Warhol amava Napoli
Intervista a Regina Schrecker, musa dell'artista americano
di Livia Iannotta
Warhol e Napoli. Un legame nato negli anni ’70, grazie all’amicizia con il gallerista Lucio Amelio, e che oggi rivive nella mostra dal titolo “Vetrine”, curata da Achille Bonito Oliva, al Pan fino al 20 luglio. C’è tutto Warhol nelle 150 opere in esposizione: dai divi dello spettacolo ai barattoli di latta, dalle celebri immagini di Marilyn del 1967 ai trans di New York, immortalati nella serie “Ladies and Gentlemen”. Ma c’è soprattutto Napoli. Abbozzata dai ritratti dei personaggi che l’artista incontrò in occasione dei suoi viaggi, come Graziella Lonardi Buontempo, Ernesto Esposito, Peppino di Bernardo. Città viva, meticcia, fatta di bellezza e di contraddizioni, come la sua New York. Tant’è che, quando nel 1980 l’Irpinia venne colpita dal catastrofico terremoto, l’artista rimase profondamente scosso. Da lì, da quel capitolo traumatico della storia campana, nacque il suo headline work più famoso, il “Fate presto” ispirato alla prima pagina del Mattino che “strillava” l’urgenza dei soccorsi, a cui il Pan dedica un’intera sala. Più di tutto, però, era il Vesuvio ad averlo rapito. Lo dimostra il gruppo di serigrafie “Vesuvius” in esposizione, in cui il gigante addormentato viene riproposto quasi ossessivamente macchiato di vivacissimi colori.
Ma chi meglio della sua “musa” può testimoniare l’amore per Napoli del re della pop art? Regina Schrecker, stilista e amica di Andy Warhol, ha partecipato all’anteprima della mostra tenutasi il 17 aprile nelle sale del museo di via dei Mille. Il tempo non ha appannato il suo fascino. Bella ed elegante come quando l’artista statunitense l’ha raffigurata nei due pannelli a lei dedicati (anche questi inclusi nel percorso), tra un flash e l’altro, l'ex Miss Universo si è lasciata andare a qualche confessione.

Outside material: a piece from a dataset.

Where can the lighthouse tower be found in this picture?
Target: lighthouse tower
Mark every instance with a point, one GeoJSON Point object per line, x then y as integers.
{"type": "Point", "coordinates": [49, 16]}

«Andy Warhol rappresenta il mondo intero. Io l’ho conosciuto molto bene. Era un curioso, ironico e auto-ironico, sapeva prendersi in giro. Era una persona veramente speciale, un amico vero».
Cosa amava Warhol di Napoli?
«È rimasto molto impressionato dal Vesuvio, ma soprattutto dal calore e dalla solarità della gente».
E lei?
«Personalmente adoro Napoli. Vengo qui spesso. Il bello è dappertutto. Mi piacciono i suoi contrasti e apprezzo la capacità delle persone di sorridere comunque, nonostante tutto. A Napoli c’è ancora la gente bella, forse i giovani sono un po’ tutti omologati, ma era così anche ai nostri tempi. Mi piace starmene sul lungomare a mangiucchiare qualcosa osservando la gente che passa, i bambini, i cani a spasso. È bellissimo. Il prossimo appuntamento è il ballo delle debuttanti del 9 maggio. Io, per il sesto anno, disegno gli abiti delle ragazze».
Napoli, secondo lei, è ancora una città pop?
«Abbastanza, è una città tutta da scoprire. Ma il pop è finito. Con Andy Warhol, con Haring, con Basquiat. Eppure, considerando quanta gente è venuta qua stasera, si capisce che la pop art è una forma di espressione che piace ancora. Perché era un linguaggio legato alla vita di tutti i giorni».
Ad Andy Warhol la Napoli di oggi interesserebbe ancora?
«Certo, sono sicura che ne resterebbe ancora affascinato, correrebbe qui immediatamente».